I wiped my hands off on the towel and
picked up the keys. They jangled merrily as I lifted them, and on closer
inspection I could see that no two of them were alike. Some of them looked like
they were fairly new and unused, and others bore the nicks and scratches of
decades of abuse.

I put them down on the towel and
turned my attention to the papers. These were eerily similar to the keys, in
that some of the paper was as fresh as the stuff that I could buy at any office
supply store whilst the rest was brittle with age. I unfolded them carefully,
uncertain as to what I would find.

 

It took me a couple of seconds to
work out what I was looking at. The only reason I had any clue at all was
because I'd seen one of them yesterday morning, at the lawyer's office…

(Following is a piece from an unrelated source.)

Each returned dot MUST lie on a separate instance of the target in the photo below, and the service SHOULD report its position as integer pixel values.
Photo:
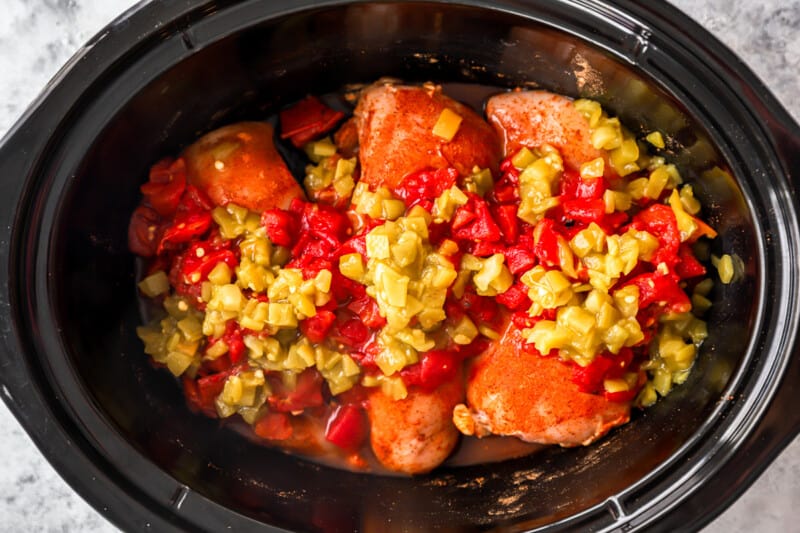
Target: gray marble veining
(38, 36)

Deeds. Deeds to houses that, in my
limited understanding of the area around me, appeared close. There must be a
couple of blocks worth of properties here. I couldn’t be certain of course, but
everything looked to be in order. The properties had been legally transferred
to my Grandmother, and the lawyer had made it clear that whatever property she
had in her name was now in mine.

I'd thought that just meant the house
I was sitting in now and the property Cade lived in out back, but clearly I'd
been very, very wrong. From the looks of this, there was every chance that I
was now the single biggest property owner within fifty miles of here.

I suppose that alone would have been
reason enough to kill her. Possibly. Of course whoever had done it would need
to be sure they had a way to get the properties transferred into their name, if
ownership was what they were seeking.

I got out my notebook and flipped
past the sketches I'd made for Jonathan to a blank page. Once I'd found one I
grabbed a pen and painstakingly wrote down the details of each address on the
deeds.
 

These names and these properties had
to mean something to someone. Only a minute or two after I was done the
flashlight sputtered as the batteries died. I got up and blew out the candles,
hid the deeds under the mattress and slept like the dead.